Note that site-local Cache attempt to fetch missing objects from federation Caches, not directly from Origins.
Configuration
To enable site-local mode, add the following to your Cache’s configuration file:
Cache:
EnableSiteLocalMode: trueA minimal configuration file for a site-local Cache might look like:
Cache:
EnableSiteLocalMode: true
Port: 8442
StorageLocation: /mnt/pelican/cache
Federation:
DiscoveryUrl: https://osg-htc.orgWhere:
Cache.Portis the port your Cache’s XRootD file transfer service listens on (default8442).Cache.StorageLocationis the directory where cached data and metadata will be stored.Federation.DiscoveryUrltells the Cache where to discover metadata for the broader federation
Then launch the Cache as usual:
pelican cache serve --config /path/to/pelican.yamlRestricting Namespaces Served By Cache
By default, the site-local Cache will attempt to serve any namespace advertised by the federation’s Director.

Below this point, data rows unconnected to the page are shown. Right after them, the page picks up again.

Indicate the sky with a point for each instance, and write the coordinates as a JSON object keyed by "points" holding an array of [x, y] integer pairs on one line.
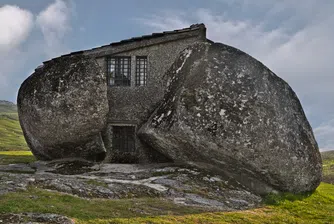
{"points": [[294, 38]]}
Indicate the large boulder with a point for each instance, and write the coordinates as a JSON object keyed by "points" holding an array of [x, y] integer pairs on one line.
{"points": [[63, 108], [226, 112]]}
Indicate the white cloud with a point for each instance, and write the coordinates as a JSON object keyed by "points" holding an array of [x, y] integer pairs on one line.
{"points": [[16, 49], [15, 26], [54, 23], [293, 39]]}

You can restrict this to a specific set of namespaces using Cache.PermittedNamespaces.
When this list is non-empty, the Cache will only pull from the namespaces you specify and will refuse requests for any others.
Cache:
EnableSiteLocalMode: true
PermittedNamespaces:
- /my-org/dataset-a
- /my-org/dataset-bRestricting namespaces is especially useful in site-local mode because the federation’s Director is not monitoring the Cache. Limiting the Cache to only the namespaces your users actually need reduces the data surface the Cache holds and simplifies reviewing its authorization configuration.
Pointing Clients at a Site-Local Cache
Because a site-local Cache is not known to the Director, the Director cannot redirect clients to it. You must configure clients to send requests to the Cache directly.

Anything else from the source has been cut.